Introduction to building gen AI apps on Databricks

Mosaic AI provides a comprehensive platform to build, deploy, and manage GenAI applications. This article guides you through the essential components and processes involved in developing GenAI applications on Databricks.

Mosaic AI Agent Framework

Agent Framework comprises a set of tools on Databricks designed to help developers build, deploy, and evaluate production-quality AI agents like Retrieval Augmented Generation (RAG) applications.

Building high-quality agents requires a robust evaluation toolset to test and validate agent systems.

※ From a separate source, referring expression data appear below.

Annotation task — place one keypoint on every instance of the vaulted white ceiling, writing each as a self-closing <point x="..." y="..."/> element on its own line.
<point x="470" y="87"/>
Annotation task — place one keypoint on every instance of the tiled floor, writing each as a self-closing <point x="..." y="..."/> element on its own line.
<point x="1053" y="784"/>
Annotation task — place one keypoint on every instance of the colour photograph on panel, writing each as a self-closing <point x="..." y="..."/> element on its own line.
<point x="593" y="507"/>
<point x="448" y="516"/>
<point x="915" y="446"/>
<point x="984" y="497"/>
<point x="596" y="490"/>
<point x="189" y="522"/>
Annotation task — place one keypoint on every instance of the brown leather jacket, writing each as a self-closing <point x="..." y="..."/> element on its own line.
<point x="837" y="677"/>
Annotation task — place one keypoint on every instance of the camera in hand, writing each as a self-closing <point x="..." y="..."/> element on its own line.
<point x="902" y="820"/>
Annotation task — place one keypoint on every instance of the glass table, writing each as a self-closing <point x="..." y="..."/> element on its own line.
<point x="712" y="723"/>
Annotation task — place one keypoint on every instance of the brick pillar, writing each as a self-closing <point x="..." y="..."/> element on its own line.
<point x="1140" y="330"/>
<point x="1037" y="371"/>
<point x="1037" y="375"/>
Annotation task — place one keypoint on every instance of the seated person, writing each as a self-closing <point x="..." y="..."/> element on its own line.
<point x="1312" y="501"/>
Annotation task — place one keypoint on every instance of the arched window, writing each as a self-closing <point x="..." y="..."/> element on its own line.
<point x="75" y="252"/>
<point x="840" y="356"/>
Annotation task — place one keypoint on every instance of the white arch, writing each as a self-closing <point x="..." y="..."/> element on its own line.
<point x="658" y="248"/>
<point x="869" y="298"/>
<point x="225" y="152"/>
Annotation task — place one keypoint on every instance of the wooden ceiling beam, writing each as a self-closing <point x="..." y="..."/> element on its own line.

Mosaic AI Agent Evaluation provides a platform to capture and implement human feedback, ground truth, response and request logs, LLM judge feedback, chain traces, and more.

Deploy a generative AI agent

Databricks supports deploying a generative AI agent using the deploy() method in the Mosaic AI Agent Framework. This method automatically creates:

  • A CPU endpoint for deployment and testing using Model Serving.

  • A URL to the Agent Evaluation review app where stakeholders can interact with the agent and record feedback.

See Deploy an agent for generative AI application for additional detail about deploying agents.

Deploy a generative AI model

Mosaic AI Model Serving supports serving and querying generative AI models using the following capabilities:

  • Foundation Model APIs. This functionality makes state-of-the-art open models and fine-tuned model variants available to your model serving endpoint. These models are curated foundation model architectures that support optimized inference. Base models, like DBRX Instruct, Llama-2-70B-chat, BGE-Large, and Mistral-7B are available for immediate use with pay-per-token pricing, and workloads that require performance guarantees, like fine-tuned model variants, can be deployed with provisioned throughput.

  • External models. These are generative AI models that are hosted outside of Databricks. Endpoints that serve external models can be centrally governed and customers can establish rate limits and access control for them. Examples include foundation models like OpenAI’s GPT-4, Anthropic’s Claude, and others.

See Create generative AI model serving endpoints.